レッスン5では、そのプロセスの後、子供の存在や決定を認めてあげるスキルを学びます。
なぜ「承認(アクノリッジ)」が必要なの?
子供でなくとも、人間は誰でも人の中で生活し、人からの承認を得ることで安心したり、勇気づけられたりします。
アメリカの心理学者アブラハム・マズローは、「マズローの欲求段階説」という自説の中で、人間には5つの基本的欲求があり、他人からの承認(尊重)の欲求も大切な基本的な欲求の1つであるとしています。
1つの欲求が満たされると、次の段階の欲求が生まれます。
「マズローの欲求段階説」では、人間の一番底辺にある原始的欲求は、食べ物を食べたり眠ったりする本能的な欲求だと説明しています。その欲求が満たされると、次に人間は安全や健康の確保という欲求をいだきます。
三番目の欲求は他人とのつながり(愛や所属)の欲求です。
子供は、親から食べ物や住居が与えられ、家族というコミュニティに安全に属することで基本の3つの欲求はすでに満たされているでしょう。
その次に現れる欲求は「人から認められる(承認される)こと」です。
自分という存在が認められ、信頼され、尊重されていると知ることも子供にとってとても大切な欲求なのです。
そして、この「承認されたい」という欲求が満たされないと、他の3つの基本的欲求(生理的欲求や安全)が満たされていても不満を感じるようになります。

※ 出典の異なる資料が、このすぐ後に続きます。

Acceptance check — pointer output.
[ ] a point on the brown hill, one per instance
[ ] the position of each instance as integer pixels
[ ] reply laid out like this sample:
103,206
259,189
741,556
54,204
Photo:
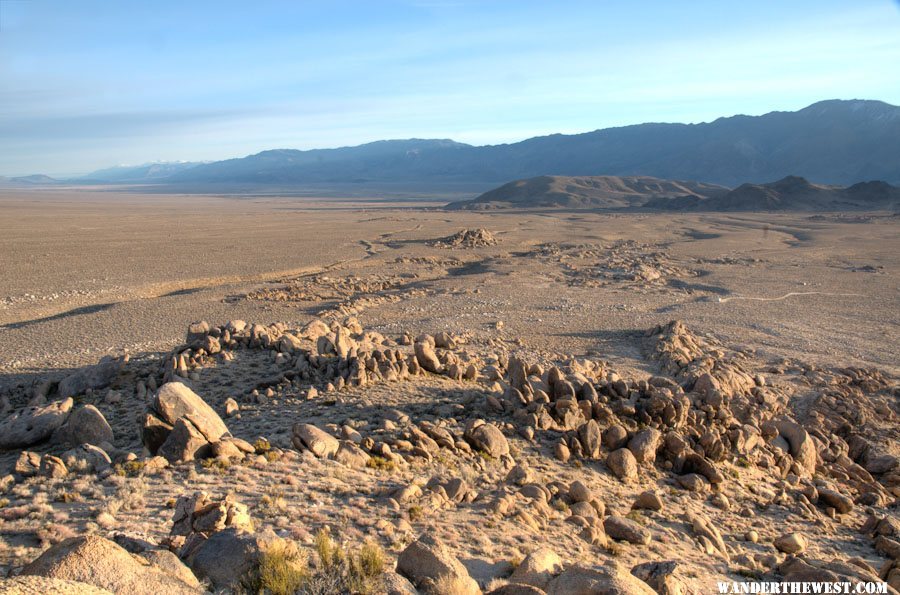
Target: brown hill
604,192
795,194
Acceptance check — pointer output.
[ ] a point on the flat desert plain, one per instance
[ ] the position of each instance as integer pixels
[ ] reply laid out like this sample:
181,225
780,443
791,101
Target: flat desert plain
617,438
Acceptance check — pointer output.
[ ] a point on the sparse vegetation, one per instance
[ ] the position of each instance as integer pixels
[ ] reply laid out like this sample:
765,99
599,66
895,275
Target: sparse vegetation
129,468
380,463
283,569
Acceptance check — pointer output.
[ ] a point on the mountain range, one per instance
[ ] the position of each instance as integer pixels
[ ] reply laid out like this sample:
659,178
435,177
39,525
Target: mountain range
830,142
615,193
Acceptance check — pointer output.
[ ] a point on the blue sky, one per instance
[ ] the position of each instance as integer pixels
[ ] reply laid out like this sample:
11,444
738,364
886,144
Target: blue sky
85,85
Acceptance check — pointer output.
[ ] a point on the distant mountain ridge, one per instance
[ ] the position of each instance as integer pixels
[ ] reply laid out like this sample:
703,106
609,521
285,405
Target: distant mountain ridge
595,192
832,142
794,193
146,172
611,193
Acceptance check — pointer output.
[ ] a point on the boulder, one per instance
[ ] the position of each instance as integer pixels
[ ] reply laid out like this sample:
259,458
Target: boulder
176,400
841,503
623,464
28,464
85,425
351,455
608,580
488,439
663,577
93,377
791,543
395,584
590,437
649,500
225,558
426,356
39,585
53,467
184,443
87,458
100,562
579,492
171,565
427,560
802,447
320,443
33,424
644,444
516,589
624,529
538,568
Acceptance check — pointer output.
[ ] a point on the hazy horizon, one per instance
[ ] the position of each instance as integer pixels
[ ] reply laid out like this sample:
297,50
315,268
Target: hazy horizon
91,85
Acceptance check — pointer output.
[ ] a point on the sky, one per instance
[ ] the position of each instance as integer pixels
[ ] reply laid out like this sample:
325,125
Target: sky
86,85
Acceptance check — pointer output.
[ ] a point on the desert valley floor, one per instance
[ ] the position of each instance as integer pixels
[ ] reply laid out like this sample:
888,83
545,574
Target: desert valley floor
758,437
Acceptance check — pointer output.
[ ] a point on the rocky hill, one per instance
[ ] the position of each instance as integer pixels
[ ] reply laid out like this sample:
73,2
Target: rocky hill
834,142
601,192
793,194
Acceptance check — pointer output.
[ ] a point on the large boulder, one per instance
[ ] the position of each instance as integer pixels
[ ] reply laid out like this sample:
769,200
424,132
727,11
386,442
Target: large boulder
426,356
176,400
179,425
488,439
319,442
538,568
93,377
663,577
87,458
184,443
100,562
624,529
623,464
226,557
85,425
644,444
802,447
427,561
33,424
608,580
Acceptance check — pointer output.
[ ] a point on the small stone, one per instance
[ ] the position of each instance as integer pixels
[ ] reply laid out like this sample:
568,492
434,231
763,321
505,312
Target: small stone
791,543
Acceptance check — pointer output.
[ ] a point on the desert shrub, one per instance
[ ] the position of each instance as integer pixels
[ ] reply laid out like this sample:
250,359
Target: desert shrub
216,465
283,569
129,468
380,463
340,571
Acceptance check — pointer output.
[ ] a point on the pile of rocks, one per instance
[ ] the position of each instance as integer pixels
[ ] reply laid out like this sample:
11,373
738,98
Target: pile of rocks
467,238
179,426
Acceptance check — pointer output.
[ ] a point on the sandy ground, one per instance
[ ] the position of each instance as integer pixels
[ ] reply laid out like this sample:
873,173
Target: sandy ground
83,274
87,274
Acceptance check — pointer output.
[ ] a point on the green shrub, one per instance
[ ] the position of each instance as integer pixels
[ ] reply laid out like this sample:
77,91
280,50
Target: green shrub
283,569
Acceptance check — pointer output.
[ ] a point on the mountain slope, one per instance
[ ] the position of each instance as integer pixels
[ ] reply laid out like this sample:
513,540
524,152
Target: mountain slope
797,194
833,142
603,192
148,172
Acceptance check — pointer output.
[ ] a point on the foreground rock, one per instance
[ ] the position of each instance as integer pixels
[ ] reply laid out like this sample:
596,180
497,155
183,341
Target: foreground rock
427,561
32,425
39,585
93,377
179,425
611,580
85,425
105,564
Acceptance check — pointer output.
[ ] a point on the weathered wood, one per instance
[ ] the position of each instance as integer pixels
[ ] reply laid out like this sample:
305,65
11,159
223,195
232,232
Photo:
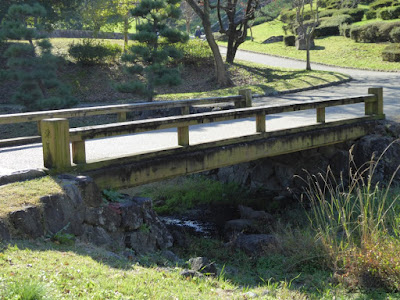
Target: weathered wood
247,98
55,140
320,114
79,152
107,130
183,136
121,116
109,109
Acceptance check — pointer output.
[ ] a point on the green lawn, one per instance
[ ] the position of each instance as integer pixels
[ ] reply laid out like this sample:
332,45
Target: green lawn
334,50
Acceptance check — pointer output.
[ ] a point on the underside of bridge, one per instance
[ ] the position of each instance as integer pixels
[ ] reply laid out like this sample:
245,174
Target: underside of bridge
124,172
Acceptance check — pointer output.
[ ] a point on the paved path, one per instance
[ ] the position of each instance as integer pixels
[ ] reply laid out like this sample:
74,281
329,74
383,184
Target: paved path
27,157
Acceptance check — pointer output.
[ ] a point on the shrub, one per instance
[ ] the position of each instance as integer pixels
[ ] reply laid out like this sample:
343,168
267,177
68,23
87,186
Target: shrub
91,52
373,32
395,35
356,13
195,52
391,53
389,13
380,3
371,14
289,40
326,31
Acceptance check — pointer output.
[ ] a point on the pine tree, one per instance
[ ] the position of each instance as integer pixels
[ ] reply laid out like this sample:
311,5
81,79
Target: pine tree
153,48
34,67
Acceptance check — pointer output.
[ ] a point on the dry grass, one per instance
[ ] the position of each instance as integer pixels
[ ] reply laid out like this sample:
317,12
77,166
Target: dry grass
17,195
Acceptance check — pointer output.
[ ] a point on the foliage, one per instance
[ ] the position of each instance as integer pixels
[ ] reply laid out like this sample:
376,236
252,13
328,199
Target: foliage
194,191
33,67
154,49
357,223
90,52
373,32
389,13
391,53
195,52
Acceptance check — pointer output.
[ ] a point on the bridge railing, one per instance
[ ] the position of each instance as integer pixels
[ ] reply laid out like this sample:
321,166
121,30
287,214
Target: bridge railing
57,135
244,99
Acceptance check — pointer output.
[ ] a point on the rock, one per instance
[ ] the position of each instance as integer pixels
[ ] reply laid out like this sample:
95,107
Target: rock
251,214
273,39
202,265
171,256
253,244
27,222
21,176
239,225
4,232
63,212
190,274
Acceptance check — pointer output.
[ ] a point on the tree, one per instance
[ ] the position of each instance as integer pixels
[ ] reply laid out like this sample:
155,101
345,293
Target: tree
238,22
202,9
306,31
35,72
154,49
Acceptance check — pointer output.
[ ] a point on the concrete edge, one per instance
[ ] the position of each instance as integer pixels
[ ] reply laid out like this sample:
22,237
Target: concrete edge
316,63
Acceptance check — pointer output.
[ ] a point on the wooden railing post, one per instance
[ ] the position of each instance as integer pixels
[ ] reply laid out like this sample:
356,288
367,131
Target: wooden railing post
260,122
246,101
321,115
185,110
55,140
376,107
78,152
121,116
183,136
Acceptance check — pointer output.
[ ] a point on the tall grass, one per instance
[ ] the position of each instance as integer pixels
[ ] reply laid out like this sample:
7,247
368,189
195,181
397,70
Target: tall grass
356,220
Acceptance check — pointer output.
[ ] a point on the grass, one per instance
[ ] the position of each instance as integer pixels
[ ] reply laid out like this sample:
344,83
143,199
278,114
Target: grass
17,195
334,50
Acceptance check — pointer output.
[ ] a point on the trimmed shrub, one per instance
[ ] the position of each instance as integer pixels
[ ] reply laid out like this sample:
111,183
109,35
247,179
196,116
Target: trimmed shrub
380,3
395,35
196,53
356,13
289,40
371,14
389,13
391,53
344,30
326,31
91,52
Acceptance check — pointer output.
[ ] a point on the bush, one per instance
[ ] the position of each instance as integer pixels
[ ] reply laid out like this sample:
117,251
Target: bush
289,40
326,31
391,53
91,52
195,52
395,35
371,14
356,13
380,3
389,13
373,32
344,30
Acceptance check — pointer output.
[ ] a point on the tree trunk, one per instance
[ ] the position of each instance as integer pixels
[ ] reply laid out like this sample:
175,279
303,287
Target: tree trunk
126,29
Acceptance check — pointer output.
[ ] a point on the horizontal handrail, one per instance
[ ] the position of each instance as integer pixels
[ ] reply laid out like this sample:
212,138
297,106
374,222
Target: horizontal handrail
100,131
110,109
57,135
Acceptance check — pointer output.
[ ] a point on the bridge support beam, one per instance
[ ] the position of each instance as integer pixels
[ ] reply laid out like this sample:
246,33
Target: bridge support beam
55,139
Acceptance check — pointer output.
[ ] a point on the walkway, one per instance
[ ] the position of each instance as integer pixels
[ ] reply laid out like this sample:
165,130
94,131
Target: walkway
28,157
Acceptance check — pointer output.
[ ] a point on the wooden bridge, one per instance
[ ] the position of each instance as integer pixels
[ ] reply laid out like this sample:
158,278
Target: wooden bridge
186,158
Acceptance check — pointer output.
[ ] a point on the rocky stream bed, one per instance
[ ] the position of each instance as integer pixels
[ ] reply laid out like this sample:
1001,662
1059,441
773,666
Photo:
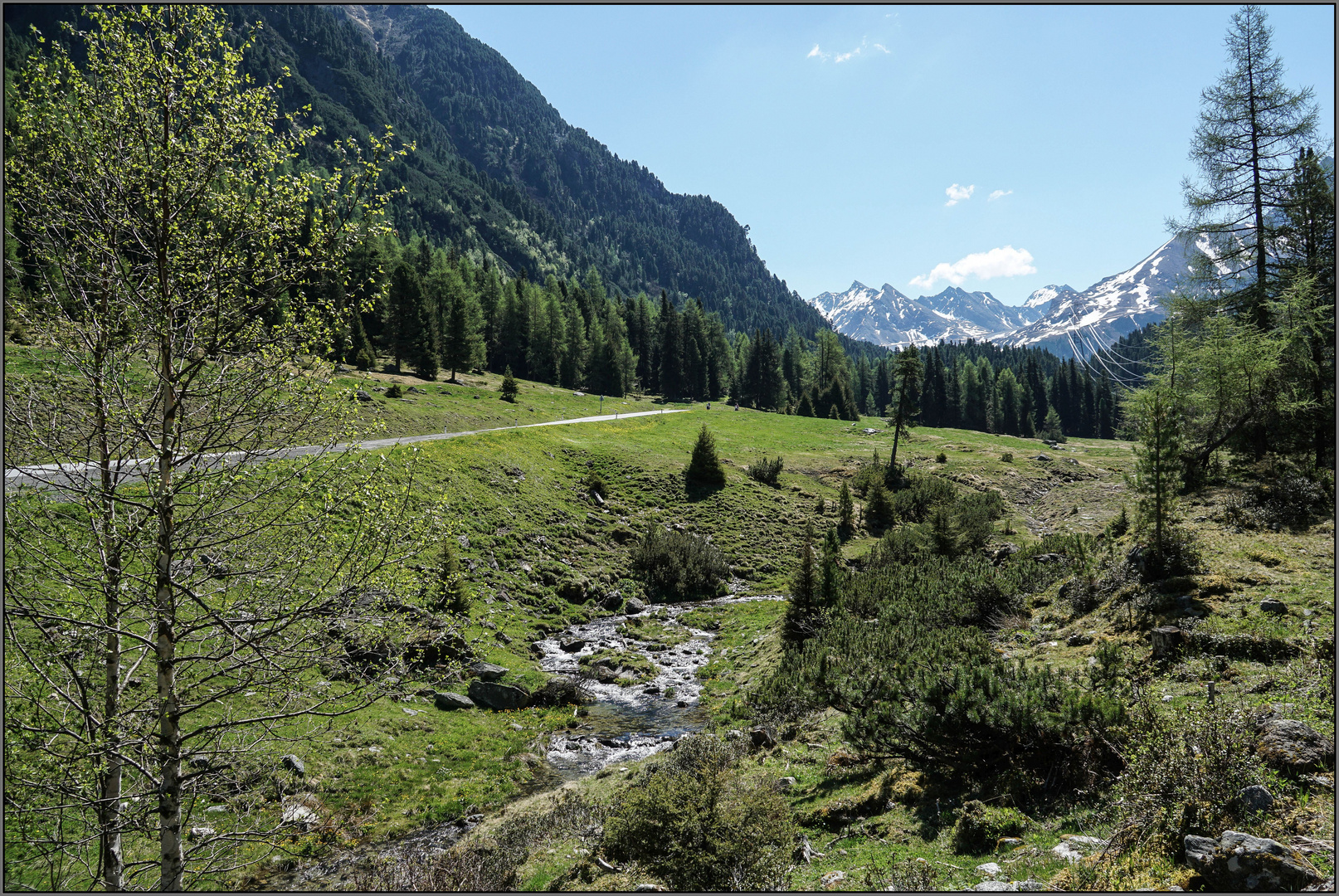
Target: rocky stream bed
623,722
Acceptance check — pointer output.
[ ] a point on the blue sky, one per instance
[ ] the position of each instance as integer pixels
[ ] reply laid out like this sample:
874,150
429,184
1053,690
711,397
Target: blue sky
1002,148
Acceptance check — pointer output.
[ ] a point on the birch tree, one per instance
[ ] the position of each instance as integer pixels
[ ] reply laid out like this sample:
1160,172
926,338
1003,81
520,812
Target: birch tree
180,248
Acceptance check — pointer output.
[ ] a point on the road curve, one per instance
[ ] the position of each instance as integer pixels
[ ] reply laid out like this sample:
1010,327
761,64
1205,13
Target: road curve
66,473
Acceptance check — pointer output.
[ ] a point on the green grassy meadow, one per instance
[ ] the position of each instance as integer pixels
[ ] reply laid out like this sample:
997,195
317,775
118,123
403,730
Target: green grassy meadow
523,520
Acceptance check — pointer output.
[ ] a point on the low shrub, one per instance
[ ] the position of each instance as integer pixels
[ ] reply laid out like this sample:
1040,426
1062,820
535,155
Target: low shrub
676,566
767,472
981,826
700,825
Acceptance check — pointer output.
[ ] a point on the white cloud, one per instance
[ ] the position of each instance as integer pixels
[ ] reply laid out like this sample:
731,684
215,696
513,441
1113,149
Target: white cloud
957,193
1003,261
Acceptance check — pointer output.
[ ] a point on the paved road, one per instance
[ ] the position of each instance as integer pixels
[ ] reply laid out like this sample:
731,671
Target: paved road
66,473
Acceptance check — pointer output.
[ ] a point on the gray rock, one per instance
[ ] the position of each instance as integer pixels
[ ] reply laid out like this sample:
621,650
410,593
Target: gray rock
1241,863
1295,747
447,701
1256,797
762,738
488,671
1074,848
499,697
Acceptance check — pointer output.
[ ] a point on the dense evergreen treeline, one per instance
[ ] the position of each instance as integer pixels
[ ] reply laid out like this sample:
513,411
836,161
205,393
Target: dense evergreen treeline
441,309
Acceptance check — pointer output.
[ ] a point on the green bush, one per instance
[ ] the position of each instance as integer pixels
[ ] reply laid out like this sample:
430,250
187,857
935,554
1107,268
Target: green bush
700,825
913,503
1184,773
981,826
704,466
767,472
678,566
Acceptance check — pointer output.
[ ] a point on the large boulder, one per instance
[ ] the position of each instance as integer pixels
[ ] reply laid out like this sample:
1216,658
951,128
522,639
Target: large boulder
1073,848
1241,863
499,697
486,671
1295,747
447,701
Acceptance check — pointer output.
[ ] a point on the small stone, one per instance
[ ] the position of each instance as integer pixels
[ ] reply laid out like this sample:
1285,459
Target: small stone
1256,797
1074,848
447,701
1241,863
499,697
486,671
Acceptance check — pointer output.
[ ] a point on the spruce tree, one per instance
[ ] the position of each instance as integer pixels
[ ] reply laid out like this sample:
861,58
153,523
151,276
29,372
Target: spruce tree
845,512
509,387
905,406
671,348
704,466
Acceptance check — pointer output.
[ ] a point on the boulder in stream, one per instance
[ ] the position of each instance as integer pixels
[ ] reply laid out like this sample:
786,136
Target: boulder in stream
447,701
488,671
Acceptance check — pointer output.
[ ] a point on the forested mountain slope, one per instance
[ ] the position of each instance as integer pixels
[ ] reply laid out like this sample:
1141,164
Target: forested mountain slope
495,169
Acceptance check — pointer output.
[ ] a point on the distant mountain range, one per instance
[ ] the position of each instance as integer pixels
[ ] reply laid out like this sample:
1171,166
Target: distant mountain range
1057,318
888,318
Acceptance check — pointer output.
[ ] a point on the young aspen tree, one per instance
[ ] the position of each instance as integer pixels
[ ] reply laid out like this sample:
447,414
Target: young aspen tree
157,573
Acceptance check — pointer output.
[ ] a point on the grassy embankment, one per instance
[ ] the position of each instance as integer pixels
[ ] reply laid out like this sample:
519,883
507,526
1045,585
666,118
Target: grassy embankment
517,501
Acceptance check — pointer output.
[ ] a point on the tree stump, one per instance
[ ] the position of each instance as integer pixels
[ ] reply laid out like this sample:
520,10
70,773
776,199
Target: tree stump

この4番目の「自我欲求(承認欲求)」が満たされると、最後の欲求レベルである「自己実現の欲求」が生まれます。
マズローによると、「自己実現の欲求」とは
●自律性への欲求
●自分の人生をより良いものにする欲求
●自分と他人、そして自然環境を受け入れる欲求
●創造的欲求
●哲学やユーモアなどへの欲求
●社会(文化)枠から超越する欲求
●正しい善悪判断の能力
●他者と関わる能力
など、より高い人間性がはぐぐまれるための欲求です。
コーチングの究極的目的は、子供の「自己実現」を助けることですので、その一歩前の欲求である「承認」をしっかり学習して子供に「承認」を与えてあげましょう。